Los gigantescos seres,
como si de enormes lobos se tratara, se precipitaban por la nieve, seguidos por
una tropa de orkos. Se trataba de un centenar de aquellos monstruosos humanoides,
que avanzaban en pos de las bestias emitiendo alaridos de júbilo. Por un
instante, la agotada compañía de humanos no hizo más que observar cómo aquellas
demoníacas criaturas se aproximaban. Sus ojos, como hipnotizados ante las artimañas
de un ilusionista, apenas reaccionaron mientras las bestias se abalanzaban
sobre ellos. Sólo Gorm consiguió sobreponerse a la desesperanza y, con una voz
profunda como el trueno, gritó a sus aturdidos compañeros.
- ¡Atrás, atrás! -ordenó,
gesticulando para hacer retroceder a los demás.
Josuak fue el primero en
reaccionar. Sus ojos se iluminaron de repente y, como saliendo de un sueño, sacudió
la cabeza y gritó también a la vez que empujaba el hombro de Haldik.
- ¡Hemos de huir!
-vociferó al oído de su antiguo camarada.
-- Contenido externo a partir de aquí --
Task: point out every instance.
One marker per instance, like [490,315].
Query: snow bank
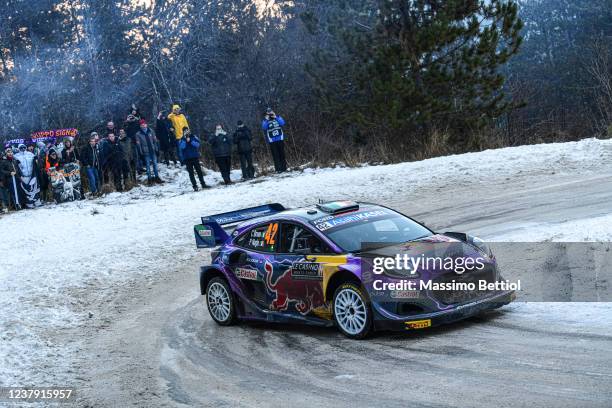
[54,257]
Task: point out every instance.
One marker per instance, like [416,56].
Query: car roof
[302,214]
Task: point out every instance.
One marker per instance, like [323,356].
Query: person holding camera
[167,143]
[242,140]
[221,144]
[272,126]
[190,149]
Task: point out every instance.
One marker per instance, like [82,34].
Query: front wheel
[220,301]
[352,312]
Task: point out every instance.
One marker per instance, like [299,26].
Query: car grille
[450,297]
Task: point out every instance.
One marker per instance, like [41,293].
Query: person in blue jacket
[272,126]
[190,151]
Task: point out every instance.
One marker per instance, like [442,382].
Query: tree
[415,65]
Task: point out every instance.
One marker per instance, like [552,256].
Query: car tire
[351,310]
[220,302]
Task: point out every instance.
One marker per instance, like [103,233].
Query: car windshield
[380,226]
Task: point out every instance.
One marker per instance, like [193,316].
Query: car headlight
[480,244]
[402,273]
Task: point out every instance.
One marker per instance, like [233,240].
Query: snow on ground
[52,253]
[581,230]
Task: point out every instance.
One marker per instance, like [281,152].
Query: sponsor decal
[404,294]
[246,273]
[323,224]
[205,232]
[418,324]
[306,295]
[306,271]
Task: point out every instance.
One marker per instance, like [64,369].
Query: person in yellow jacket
[179,122]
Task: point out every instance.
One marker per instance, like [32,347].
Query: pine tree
[423,65]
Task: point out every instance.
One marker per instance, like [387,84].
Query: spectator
[43,180]
[179,122]
[132,126]
[115,159]
[190,149]
[166,138]
[272,125]
[9,174]
[242,139]
[221,145]
[70,154]
[110,128]
[129,165]
[104,150]
[28,180]
[90,156]
[147,146]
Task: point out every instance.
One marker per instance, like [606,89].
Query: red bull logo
[306,294]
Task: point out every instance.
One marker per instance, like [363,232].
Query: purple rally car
[321,265]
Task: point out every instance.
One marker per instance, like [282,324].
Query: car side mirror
[238,258]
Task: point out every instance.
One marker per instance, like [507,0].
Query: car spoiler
[212,231]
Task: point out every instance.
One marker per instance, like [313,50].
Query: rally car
[314,265]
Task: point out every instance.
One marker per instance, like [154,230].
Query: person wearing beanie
[221,144]
[272,126]
[178,122]
[190,147]
[148,146]
[9,172]
[90,156]
[242,139]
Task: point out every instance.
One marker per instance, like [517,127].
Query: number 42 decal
[271,233]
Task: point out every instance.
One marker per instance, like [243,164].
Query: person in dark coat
[272,126]
[90,158]
[242,139]
[190,150]
[53,160]
[167,143]
[110,128]
[132,126]
[114,159]
[69,154]
[129,166]
[221,144]
[9,171]
[147,145]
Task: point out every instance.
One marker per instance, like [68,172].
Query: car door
[253,257]
[295,279]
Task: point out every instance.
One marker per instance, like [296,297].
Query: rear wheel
[220,301]
[352,312]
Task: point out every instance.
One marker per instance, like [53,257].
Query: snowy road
[115,310]
[166,349]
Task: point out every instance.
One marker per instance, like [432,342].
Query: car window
[298,239]
[261,238]
[381,226]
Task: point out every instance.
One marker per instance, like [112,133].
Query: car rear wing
[214,229]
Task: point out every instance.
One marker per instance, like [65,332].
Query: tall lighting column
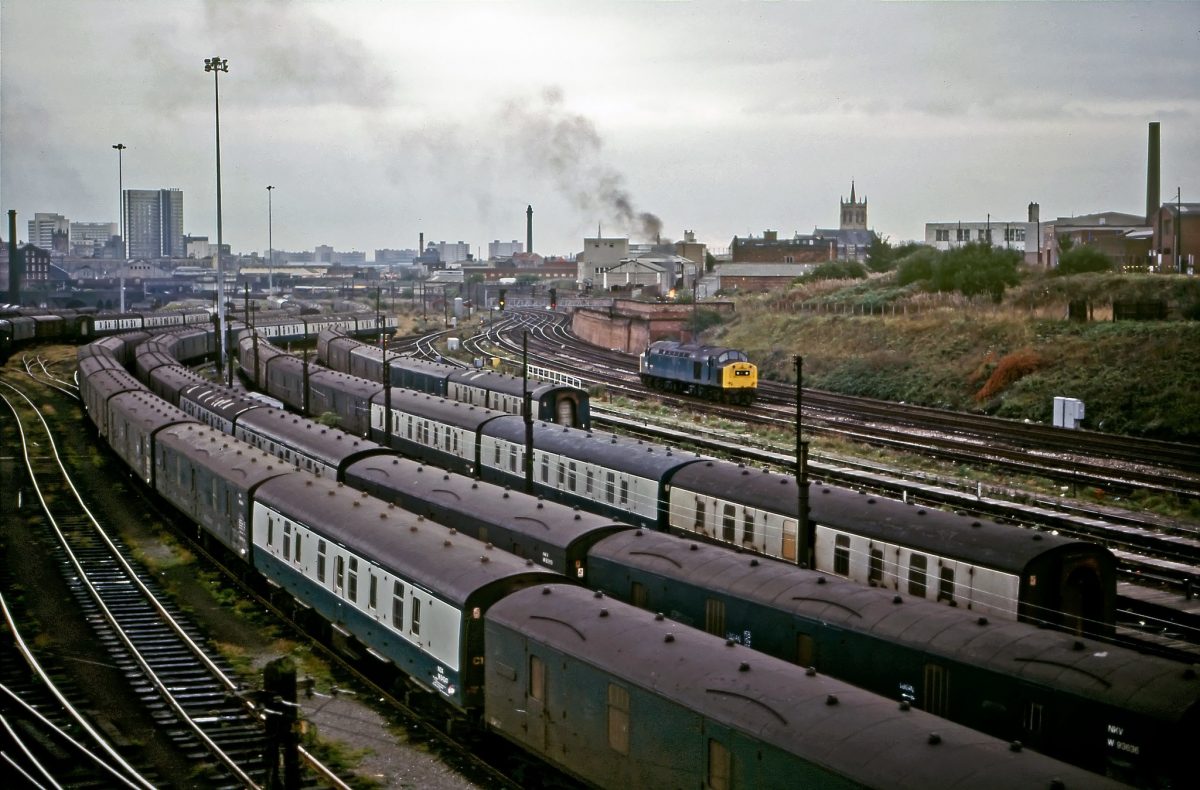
[120,195]
[270,245]
[217,65]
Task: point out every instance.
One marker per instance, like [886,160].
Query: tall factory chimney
[13,261]
[1153,190]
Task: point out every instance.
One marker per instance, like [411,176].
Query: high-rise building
[154,223]
[89,238]
[43,227]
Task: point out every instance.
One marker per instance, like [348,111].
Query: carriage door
[565,411]
[535,704]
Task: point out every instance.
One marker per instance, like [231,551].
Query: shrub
[1083,258]
[1008,370]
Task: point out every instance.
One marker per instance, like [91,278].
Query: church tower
[853,214]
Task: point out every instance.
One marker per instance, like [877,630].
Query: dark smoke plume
[567,147]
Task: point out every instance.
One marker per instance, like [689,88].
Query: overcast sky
[378,120]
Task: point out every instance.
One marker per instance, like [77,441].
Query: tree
[977,269]
[917,265]
[1078,259]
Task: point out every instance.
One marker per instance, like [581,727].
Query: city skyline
[377,123]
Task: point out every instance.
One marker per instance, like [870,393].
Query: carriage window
[875,575]
[917,564]
[618,719]
[937,689]
[719,766]
[805,650]
[1031,718]
[397,605]
[714,617]
[537,678]
[841,555]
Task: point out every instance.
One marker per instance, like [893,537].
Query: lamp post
[270,246]
[217,65]
[120,195]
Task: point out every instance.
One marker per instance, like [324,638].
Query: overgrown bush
[1083,258]
[1009,369]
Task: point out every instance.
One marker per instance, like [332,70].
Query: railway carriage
[611,476]
[551,402]
[555,537]
[120,347]
[215,405]
[211,479]
[1105,708]
[135,417]
[412,592]
[341,554]
[978,564]
[347,396]
[430,429]
[301,442]
[99,387]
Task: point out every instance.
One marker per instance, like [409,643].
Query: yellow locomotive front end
[739,382]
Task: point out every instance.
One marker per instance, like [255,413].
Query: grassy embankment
[1009,359]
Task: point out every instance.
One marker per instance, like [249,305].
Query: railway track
[186,687]
[1115,465]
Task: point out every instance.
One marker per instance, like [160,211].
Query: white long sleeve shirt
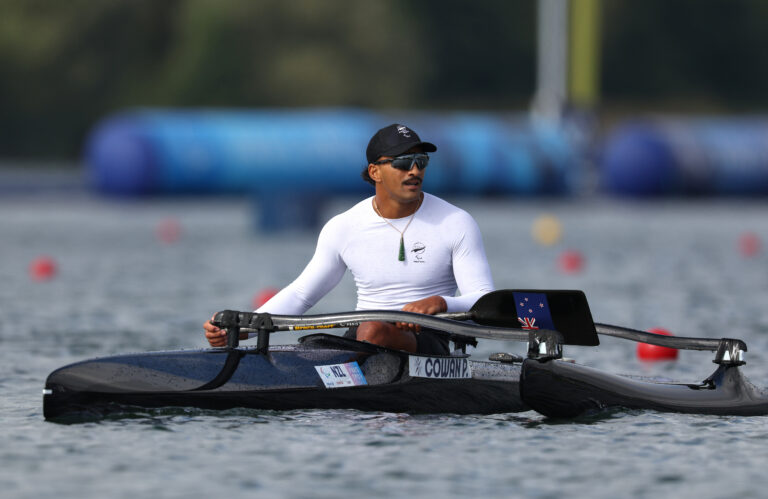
[443,253]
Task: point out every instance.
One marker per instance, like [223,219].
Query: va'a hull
[564,390]
[284,378]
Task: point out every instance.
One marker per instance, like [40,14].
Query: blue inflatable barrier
[318,151]
[673,156]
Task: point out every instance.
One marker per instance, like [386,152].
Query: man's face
[400,185]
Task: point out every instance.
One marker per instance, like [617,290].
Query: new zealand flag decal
[533,311]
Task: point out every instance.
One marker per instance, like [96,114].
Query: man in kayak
[407,250]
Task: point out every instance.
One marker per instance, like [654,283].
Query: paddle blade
[564,311]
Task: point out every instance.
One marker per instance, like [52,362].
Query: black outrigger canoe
[330,372]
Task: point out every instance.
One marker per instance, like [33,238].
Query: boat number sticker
[439,367]
[341,375]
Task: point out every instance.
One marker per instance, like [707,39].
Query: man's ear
[374,173]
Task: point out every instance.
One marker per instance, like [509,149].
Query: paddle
[570,315]
[564,311]
[254,322]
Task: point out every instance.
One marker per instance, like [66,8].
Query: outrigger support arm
[730,351]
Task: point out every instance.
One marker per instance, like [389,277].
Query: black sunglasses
[405,162]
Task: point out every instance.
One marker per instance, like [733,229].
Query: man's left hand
[429,306]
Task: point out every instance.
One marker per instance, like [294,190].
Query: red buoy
[42,268]
[749,244]
[263,297]
[168,230]
[653,353]
[571,261]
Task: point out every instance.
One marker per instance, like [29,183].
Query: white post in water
[552,58]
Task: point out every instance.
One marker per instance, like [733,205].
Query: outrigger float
[325,371]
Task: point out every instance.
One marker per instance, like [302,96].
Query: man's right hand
[216,336]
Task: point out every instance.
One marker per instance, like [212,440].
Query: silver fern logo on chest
[417,250]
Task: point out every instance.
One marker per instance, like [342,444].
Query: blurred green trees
[64,65]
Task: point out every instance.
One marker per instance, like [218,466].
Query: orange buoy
[653,353]
[42,268]
[263,297]
[571,261]
[168,230]
[749,244]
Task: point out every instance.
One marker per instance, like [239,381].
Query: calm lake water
[119,288]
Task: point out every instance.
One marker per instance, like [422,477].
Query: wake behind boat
[329,372]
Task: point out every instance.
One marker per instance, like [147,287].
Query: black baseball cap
[393,140]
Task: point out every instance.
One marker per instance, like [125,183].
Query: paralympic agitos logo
[418,250]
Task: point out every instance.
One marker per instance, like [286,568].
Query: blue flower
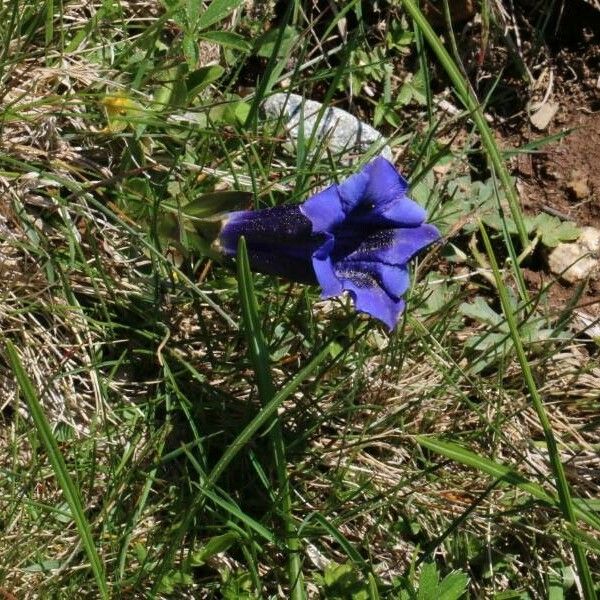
[357,236]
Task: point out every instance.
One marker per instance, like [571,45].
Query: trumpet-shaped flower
[357,236]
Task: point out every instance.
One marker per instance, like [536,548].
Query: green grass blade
[566,503]
[60,468]
[501,472]
[471,103]
[259,355]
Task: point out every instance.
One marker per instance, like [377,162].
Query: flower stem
[259,355]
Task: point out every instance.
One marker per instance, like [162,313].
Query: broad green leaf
[217,10]
[268,41]
[453,586]
[200,78]
[479,310]
[213,203]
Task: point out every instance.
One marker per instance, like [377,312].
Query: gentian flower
[357,236]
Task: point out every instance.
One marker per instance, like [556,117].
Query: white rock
[577,260]
[341,132]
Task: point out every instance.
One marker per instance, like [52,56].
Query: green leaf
[504,473]
[200,78]
[227,39]
[479,310]
[213,203]
[217,10]
[59,466]
[453,586]
[190,49]
[428,582]
[268,41]
[216,545]
[553,231]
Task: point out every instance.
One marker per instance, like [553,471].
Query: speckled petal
[389,246]
[371,298]
[324,270]
[324,210]
[394,279]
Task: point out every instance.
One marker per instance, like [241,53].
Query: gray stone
[344,135]
[576,261]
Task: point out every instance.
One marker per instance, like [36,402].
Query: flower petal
[386,196]
[394,279]
[371,298]
[324,210]
[324,271]
[352,191]
[389,246]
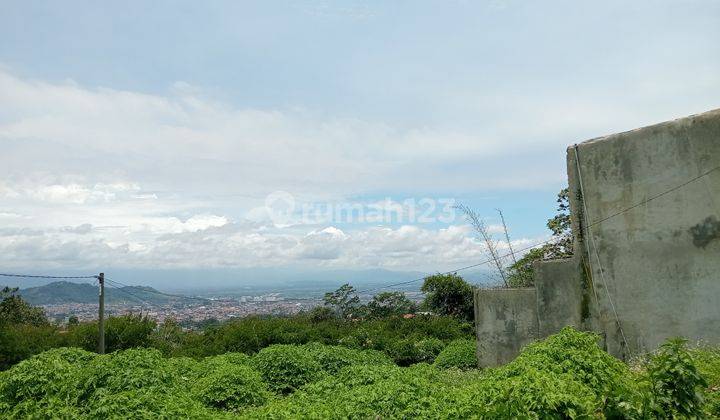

Haldik asintió, sus ojos aún perdidos
en las terribles bestias que continuaban su imparable marcha. Por fortuna, el
militar se sobrepuso al terror y, dando una dubitativa orden, indicó a los dos
soldados que se retiraran.
Gorm no se entretuvo más
con los hombres. Dándose la vuelta, emprendió una imparable carrera hacia el borde
de la pendiente. Al pasar junto a la monje guerrera de Korth, la agarró con su
manaza por la cintura y la arrastró en un descenso suicida por la nevada
cuesta. Josuak vio a su amigo, deslizándose por la nieve y el hielo,
protegiendo con su cuerpo a la mujer y utilizando sus poderosas piernas para
frenar la caída. El mercenario de largas trenzas observó al gigante y la monje
guerrera bajar a toda velocidad, dejando una amplia marca en el blanco manto.
Sin dudarlo más, se arrojó tras ellos.